Richard Reinwald, Reinwald's Bakery
Speaking in front of the United States Congress on behalf of the entire baking industry isn't in a typical day for Richard Reinwald, 1st vice president of the Retail Bakers of America (RBA). But, New York State Senator Charles Schumer wanted to hear from a small business owner trying to cope with exploding commodity prices. Reinwald not only fit the bill, but he spoke eloquently and honestly on the subject in a setting that would have proven intimidating for some.
Reinwald and his wife Carole own Reinwald's Bakery in Huntington, N.Y. Bakery trade associations are in their blood, with Rich's grandfather and father part of the Manhattan Bakers Association since the 1920s and Carole's father, Helmut Gerst, on the executive committee of RBA during the 1970s. The couple actually met through their fathers, who were good friends in the associations. This year wasn't the first time, Rich visited legislators in Washington D.C. His future father-in-law spearheaded an RBA march on Washington during the sugar crisis of the 1970s.
“The lobbying wasn't like it is today. The common man had access to the political process,” Reinwald says. “When you knocked on a senator's door, he was actually in the office, and he talked to you.”
Despite the inaccessibility of today's politicians, Reinwald managed to reach Senator Schumer through a letter writing campaign and through his participation in the Band of Bakers March on Washington this spring. Retailers through RBA and wholesalers through the American Baker's Association (ABA) banded together in the nation's capital to bring attention to the government's ethanol program and its effects on food and ingredient prices.
“As a responsible American citizen, I viewed it as an opportunity to make myself heard,” Reinwald says. “That is the way I was brought up. The neighborhood worked together to make the community better.”
The testimony brought Reinwald's Bakery national publicity and reaction from both supporters and opponents, who came primarily from the corn-farming contingent. Most importantly though, Reinwald says his customers were very supportive.
It is this connection to his customers that Reinwald truly loves about being a retail baker. He wants to spread that passion to the next generation of bakers through his participation in local and national bakery trade associations. He recently acted as judge for the national SkillsUSA baking competition for high school students.
“Going forward I would like to challenge every baker to show their passion by giving back to the industry. I would like RBA to give people the opportunity to participate,” he says. “I would hate to see the retail baking industry be represented only at historic villages like Williamsburg.”

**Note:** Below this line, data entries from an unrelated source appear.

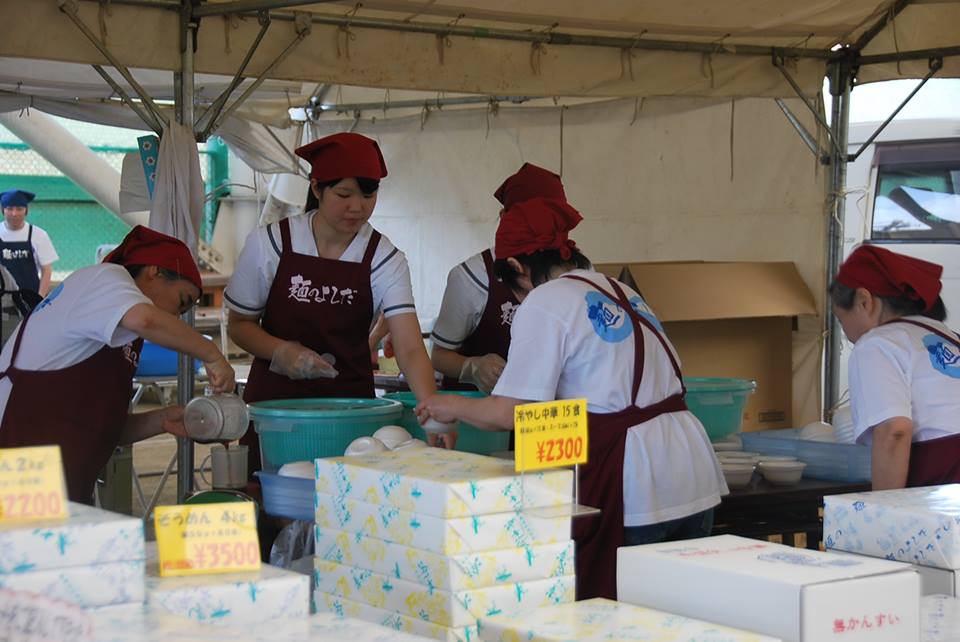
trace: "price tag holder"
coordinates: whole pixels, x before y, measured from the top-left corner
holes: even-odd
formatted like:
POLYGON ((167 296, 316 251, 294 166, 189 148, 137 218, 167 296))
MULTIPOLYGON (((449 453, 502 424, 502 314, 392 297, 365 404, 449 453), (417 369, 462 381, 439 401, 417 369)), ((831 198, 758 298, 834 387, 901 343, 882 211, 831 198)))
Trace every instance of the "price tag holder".
POLYGON ((79 606, 0 588, 0 640, 90 642, 93 617, 79 606))
POLYGON ((69 516, 59 446, 0 449, 0 524, 69 516))
POLYGON ((157 506, 153 522, 161 577, 260 569, 252 502, 157 506))
POLYGON ((586 399, 516 406, 513 430, 517 472, 587 462, 586 399))

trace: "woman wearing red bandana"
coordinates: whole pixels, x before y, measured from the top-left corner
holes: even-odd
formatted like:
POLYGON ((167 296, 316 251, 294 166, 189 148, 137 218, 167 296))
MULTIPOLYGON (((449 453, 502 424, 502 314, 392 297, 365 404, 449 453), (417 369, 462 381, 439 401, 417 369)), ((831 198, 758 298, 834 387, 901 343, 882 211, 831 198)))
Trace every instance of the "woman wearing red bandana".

Lionel Vatinet, La Farm Bakery
While baking is ingrained in the fibers of French tradition, Lionel Vatinet found the United States to be a land of opportunity for artisan baking when he arrived here in 1991. Vatinet, who trained under the prestigious French artisan guild and apprenticeship program, Les Compagnons du Devoir, sees no borders in spreading the word and technique of artisan baking. He arrived in the United States in the middle of an artisan baking renaissance and today calls Cary, N.C. his home, where he and his wife, Missy, own and operate La Farm Bakery.
A position with Marvelous Market, Washington D.C., brought Vatinet to the United States. Later, he became a founding instructor at the San Francisco Baking Institute where he helped train the 1999 Bread Bakers Guild Team USA that took first place at the Coupe du Monde de la Boulangerie.
He is a member of the Bread Bakers Guild and Retail Bakers of America, and contributes much of his time to teaching the science of baking, particularly the fermentation process necessary to achieve the highest quality breads.
“Baking is my passion, and so is teaching. I don't think there are any secrets, and I want to have more people touched by the quality of bread,” he says.
Even running his own retail bakery since 1999, Vatinet incorporated teaching into his business by setting up apprenticeship programs with area culinary and technical schools and hosting baking courses for Cary residents.
“Through teaching, we can open the door to more people who want to learn the trade. We need to let people know there are so many opportunities in baking,” Vatinet says. He spreads this word wherever he can and consults worldwide on using artisan baking techniques while increasing production capacity. Next month, he heads to New Zealand to train more bakers on this process.